AI can also help reduce disparities among underserved populations by identifying patients who are undiagnosed — or who might be diagnosed later down the line and need follow-up care.

For example, AI can be leveraged to gather data on pollution incidents, behavioral elements, tobacco use, and mortality to identify high rates of lung cancer within specific counties. Using x-ray images that are already in the system, AI can identify patients who need to return for a scan because the technology suggests there is something that was missed by the naked eye that could be cancer. On this front, AstraZeneca is leveraging partnerships with Tempus, to diagnose patients with lung cancer earlier, and Qure.ai, to enhance early-stage lung cancer risk identification.

AI is also addressing health care disparities by providing quality care for individuals who face care gaps. By using AI and EMRs, patients who need a specific biomarker test can be identified and prompted by a physician about their diagnostic options, for example.

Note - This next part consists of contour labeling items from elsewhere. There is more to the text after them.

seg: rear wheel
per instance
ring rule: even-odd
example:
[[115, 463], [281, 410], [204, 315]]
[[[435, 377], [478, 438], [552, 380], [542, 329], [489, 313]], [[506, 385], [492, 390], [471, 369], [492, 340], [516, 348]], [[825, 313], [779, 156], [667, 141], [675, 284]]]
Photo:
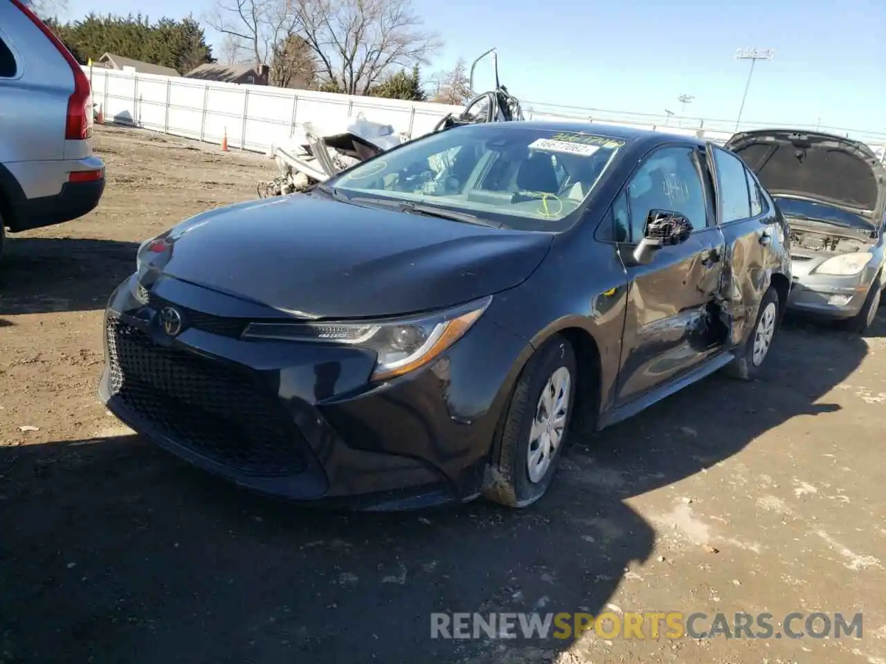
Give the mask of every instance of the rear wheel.
[[517, 381], [490, 461], [484, 495], [525, 507], [548, 490], [572, 418], [577, 382], [575, 352], [559, 335], [530, 359]]
[[880, 281], [880, 274], [877, 274], [874, 283], [871, 284], [865, 298], [865, 305], [861, 311], [851, 318], [839, 322], [839, 327], [847, 332], [861, 334], [874, 324], [877, 317], [877, 310], [880, 308], [880, 297], [882, 293], [882, 283]]
[[757, 322], [741, 349], [736, 349], [735, 359], [727, 370], [735, 378], [750, 381], [756, 378], [769, 355], [781, 320], [781, 303], [778, 291], [772, 286], [766, 290], [757, 312]]

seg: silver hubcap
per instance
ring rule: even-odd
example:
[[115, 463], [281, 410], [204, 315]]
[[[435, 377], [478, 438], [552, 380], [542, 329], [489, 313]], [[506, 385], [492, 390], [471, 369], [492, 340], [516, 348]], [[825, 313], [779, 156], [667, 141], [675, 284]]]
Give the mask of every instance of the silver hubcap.
[[561, 367], [548, 379], [535, 406], [526, 459], [526, 471], [533, 483], [545, 476], [563, 440], [571, 383], [569, 369]]
[[763, 313], [760, 314], [760, 321], [757, 324], [757, 333], [754, 335], [754, 354], [752, 356], [754, 367], [759, 367], [766, 353], [769, 352], [773, 336], [775, 336], [776, 312], [775, 303], [770, 302], [763, 310]]

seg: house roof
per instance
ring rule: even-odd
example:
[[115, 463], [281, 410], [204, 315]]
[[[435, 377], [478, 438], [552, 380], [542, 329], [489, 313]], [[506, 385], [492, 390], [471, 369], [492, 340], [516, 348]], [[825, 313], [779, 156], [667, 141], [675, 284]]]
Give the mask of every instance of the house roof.
[[230, 82], [237, 81], [244, 74], [253, 74], [256, 77], [261, 75], [255, 65], [222, 65], [214, 62], [200, 65], [198, 67], [191, 69], [184, 74], [184, 78]]
[[105, 53], [98, 58], [99, 62], [110, 62], [117, 69], [123, 67], [132, 67], [138, 73], [156, 73], [160, 76], [179, 76], [179, 73], [172, 67], [165, 67], [160, 65], [152, 65], [150, 62], [134, 60], [131, 58], [124, 58], [114, 53]]

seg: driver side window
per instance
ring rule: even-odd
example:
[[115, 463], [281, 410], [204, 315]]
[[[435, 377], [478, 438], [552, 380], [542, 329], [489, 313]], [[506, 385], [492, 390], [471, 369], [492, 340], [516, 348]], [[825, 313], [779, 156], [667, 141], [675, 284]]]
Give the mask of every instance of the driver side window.
[[650, 210], [678, 212], [692, 228], [707, 226], [704, 189], [691, 147], [661, 148], [647, 158], [626, 189], [630, 222], [627, 242], [643, 238]]

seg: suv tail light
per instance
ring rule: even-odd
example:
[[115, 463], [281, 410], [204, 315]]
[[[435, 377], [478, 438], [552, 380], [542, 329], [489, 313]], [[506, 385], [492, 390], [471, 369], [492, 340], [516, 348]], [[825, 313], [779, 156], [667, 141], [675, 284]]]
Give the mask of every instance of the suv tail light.
[[74, 74], [74, 93], [67, 100], [67, 117], [65, 121], [66, 141], [85, 141], [92, 135], [92, 90], [89, 79], [67, 47], [61, 42], [49, 26], [43, 23], [22, 0], [12, 0], [12, 4], [46, 35], [71, 67]]

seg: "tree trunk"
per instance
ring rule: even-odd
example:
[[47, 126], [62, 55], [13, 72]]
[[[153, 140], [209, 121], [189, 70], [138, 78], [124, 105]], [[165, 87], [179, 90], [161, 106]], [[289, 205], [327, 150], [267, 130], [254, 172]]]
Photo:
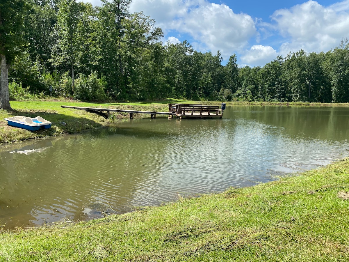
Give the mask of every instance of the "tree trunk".
[[73, 91], [73, 96], [74, 96], [74, 89], [75, 86], [74, 85], [74, 63], [72, 61], [72, 82], [73, 86], [72, 89]]
[[0, 54], [1, 58], [1, 80], [0, 82], [0, 109], [12, 110], [10, 105], [8, 94], [8, 68], [6, 63], [6, 56]]

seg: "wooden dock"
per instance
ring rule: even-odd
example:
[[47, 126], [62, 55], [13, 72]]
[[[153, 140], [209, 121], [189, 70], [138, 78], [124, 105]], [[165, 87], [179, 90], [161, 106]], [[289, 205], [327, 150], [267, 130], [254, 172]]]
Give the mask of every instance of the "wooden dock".
[[140, 111], [137, 110], [126, 110], [125, 109], [117, 109], [111, 108], [96, 108], [94, 107], [72, 107], [70, 105], [61, 105], [61, 107], [66, 108], [73, 108], [74, 109], [82, 109], [88, 111], [96, 111], [97, 112], [106, 112], [108, 117], [109, 117], [111, 112], [120, 112], [128, 113], [130, 114], [130, 119], [133, 118], [134, 114], [150, 114], [152, 118], [156, 117], [157, 115], [168, 115], [169, 116], [175, 116], [176, 113], [171, 112], [153, 112], [152, 111]]
[[[200, 104], [177, 104], [175, 105], [176, 116], [181, 119], [183, 118], [219, 117], [223, 116], [223, 110], [219, 105], [204, 105]], [[173, 104], [169, 104], [169, 109], [174, 111]]]
[[111, 112], [118, 112], [129, 114], [130, 119], [133, 118], [133, 114], [150, 114], [152, 118], [156, 117], [157, 115], [167, 115], [173, 117], [176, 116], [181, 119], [183, 118], [204, 118], [214, 117], [221, 118], [223, 116], [223, 111], [219, 109], [218, 105], [203, 105], [201, 104], [169, 104], [170, 112], [156, 112], [153, 111], [141, 111], [138, 110], [126, 110], [126, 109], [112, 109], [112, 108], [97, 108], [94, 107], [73, 107], [70, 105], [61, 105], [61, 107], [66, 108], [81, 109], [88, 111], [96, 112], [106, 112], [108, 117]]

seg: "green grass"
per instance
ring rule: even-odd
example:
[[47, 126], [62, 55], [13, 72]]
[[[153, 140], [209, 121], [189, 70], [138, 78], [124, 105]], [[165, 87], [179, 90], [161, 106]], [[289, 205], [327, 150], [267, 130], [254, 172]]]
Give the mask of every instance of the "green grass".
[[349, 160], [133, 213], [0, 234], [2, 261], [349, 261]]
[[[110, 122], [128, 117], [126, 113], [114, 114], [110, 119], [83, 110], [62, 108], [68, 105], [102, 108], [118, 108], [144, 111], [168, 111], [169, 103], [190, 103], [182, 100], [168, 99], [161, 101], [142, 102], [86, 103], [64, 99], [51, 99], [45, 100], [12, 101], [13, 111], [0, 110], [0, 144], [28, 139], [43, 138], [64, 134], [80, 132], [101, 127]], [[6, 117], [24, 115], [31, 117], [40, 116], [52, 123], [51, 129], [31, 132], [8, 126], [3, 120]], [[150, 117], [150, 115], [135, 114], [135, 117]], [[62, 122], [66, 124], [63, 124]]]

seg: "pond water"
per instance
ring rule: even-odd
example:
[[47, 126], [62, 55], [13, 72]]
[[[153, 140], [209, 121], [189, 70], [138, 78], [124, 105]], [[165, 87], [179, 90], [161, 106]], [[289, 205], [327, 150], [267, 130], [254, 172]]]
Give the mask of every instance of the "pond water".
[[236, 106], [222, 119], [127, 119], [2, 146], [0, 225], [84, 220], [266, 182], [348, 156], [348, 138], [347, 108]]

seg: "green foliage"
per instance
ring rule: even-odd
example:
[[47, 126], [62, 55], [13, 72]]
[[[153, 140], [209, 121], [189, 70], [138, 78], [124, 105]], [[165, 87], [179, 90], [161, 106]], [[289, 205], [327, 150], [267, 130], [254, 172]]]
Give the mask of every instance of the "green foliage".
[[106, 86], [105, 78], [103, 76], [99, 79], [95, 73], [88, 77], [80, 74], [76, 79], [74, 98], [87, 101], [107, 100]]
[[24, 88], [29, 88], [32, 93], [46, 91], [44, 78], [40, 72], [40, 66], [32, 61], [29, 54], [25, 52], [16, 57], [13, 64], [10, 68], [9, 78], [10, 81], [21, 83]]
[[[27, 10], [24, 0], [10, 2]], [[75, 0], [31, 1], [24, 27], [18, 25], [21, 32], [13, 27], [23, 17], [6, 25], [16, 31], [18, 43], [23, 35], [27, 42], [21, 57], [10, 49], [10, 61], [16, 59], [10, 80], [30, 86], [33, 93], [47, 93], [52, 86], [55, 95], [84, 100], [102, 99], [103, 92], [91, 87], [98, 85], [87, 83], [95, 74], [108, 83], [96, 90], [106, 88], [109, 96], [124, 100], [349, 102], [347, 40], [326, 53], [301, 50], [261, 68], [239, 68], [234, 54], [224, 66], [219, 51], [198, 52], [186, 41], [163, 45], [163, 34], [154, 20], [129, 12], [131, 0], [102, 2], [94, 8]], [[1, 5], [4, 10], [10, 7]], [[13, 11], [6, 9], [3, 15]], [[75, 74], [81, 78], [77, 90]]]
[[54, 94], [58, 96], [70, 97], [73, 96], [73, 81], [68, 72], [65, 72], [62, 75], [59, 84], [53, 89]]
[[13, 81], [8, 84], [8, 93], [10, 99], [12, 100], [27, 99], [30, 96], [29, 87], [23, 88], [21, 83]]
[[346, 261], [348, 172], [345, 159], [127, 213], [4, 231], [0, 254], [5, 261]]

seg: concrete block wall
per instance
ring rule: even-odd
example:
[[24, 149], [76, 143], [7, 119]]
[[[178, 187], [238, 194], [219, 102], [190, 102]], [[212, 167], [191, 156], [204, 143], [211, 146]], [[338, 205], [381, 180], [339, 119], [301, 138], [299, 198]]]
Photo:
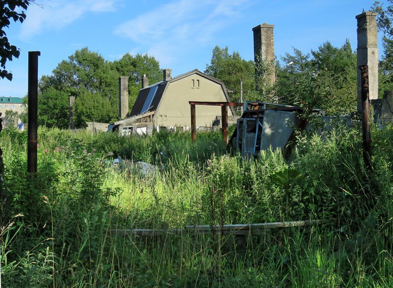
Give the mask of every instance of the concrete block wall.
[[274, 25], [264, 23], [253, 28], [254, 36], [254, 61], [263, 60], [267, 64], [273, 63], [269, 75], [270, 82], [276, 82], [274, 65]]

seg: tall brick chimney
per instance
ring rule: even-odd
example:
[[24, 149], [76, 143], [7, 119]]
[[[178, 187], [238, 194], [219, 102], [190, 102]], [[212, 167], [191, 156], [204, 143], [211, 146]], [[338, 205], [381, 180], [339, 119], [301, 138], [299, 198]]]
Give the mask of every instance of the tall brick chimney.
[[[253, 28], [254, 34], [254, 61], [260, 63], [264, 61], [270, 65], [268, 82], [271, 85], [276, 82], [275, 65], [274, 63], [274, 25], [264, 23]], [[257, 76], [261, 76], [260, 71], [255, 69]]]
[[358, 20], [358, 112], [362, 113], [362, 83], [360, 69], [368, 66], [368, 91], [370, 100], [378, 99], [378, 50], [377, 38], [377, 13], [365, 12], [356, 16]]
[[163, 69], [164, 73], [164, 78], [163, 80], [167, 81], [172, 78], [172, 69]]
[[70, 96], [69, 99], [69, 118], [70, 121], [69, 129], [74, 129], [74, 104], [75, 103], [75, 96]]
[[128, 77], [119, 77], [119, 118], [123, 119], [128, 113]]
[[143, 74], [143, 78], [142, 78], [142, 89], [146, 88], [149, 86], [149, 79], [146, 77], [146, 74]]

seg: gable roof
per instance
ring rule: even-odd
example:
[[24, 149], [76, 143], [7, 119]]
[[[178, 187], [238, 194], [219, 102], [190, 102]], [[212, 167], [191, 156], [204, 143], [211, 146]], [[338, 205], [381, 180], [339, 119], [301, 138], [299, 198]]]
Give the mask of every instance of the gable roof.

AI can also educate physicians about biomarker test and guideline treatment options they should consider, or show a digital twin of the patient and what the outcomes can be. “This will transform how we can tackle disparities in care that exist today — and with the science moving at such a fast pace, it’s only going to get broader and wider,” Manrao said.

“We want to ultimately eliminate cancer as a cause of death and this is what this transformative era of science, technology, and data converging together is unlocking for us… we as an industry have to work towards that,” Manrao said.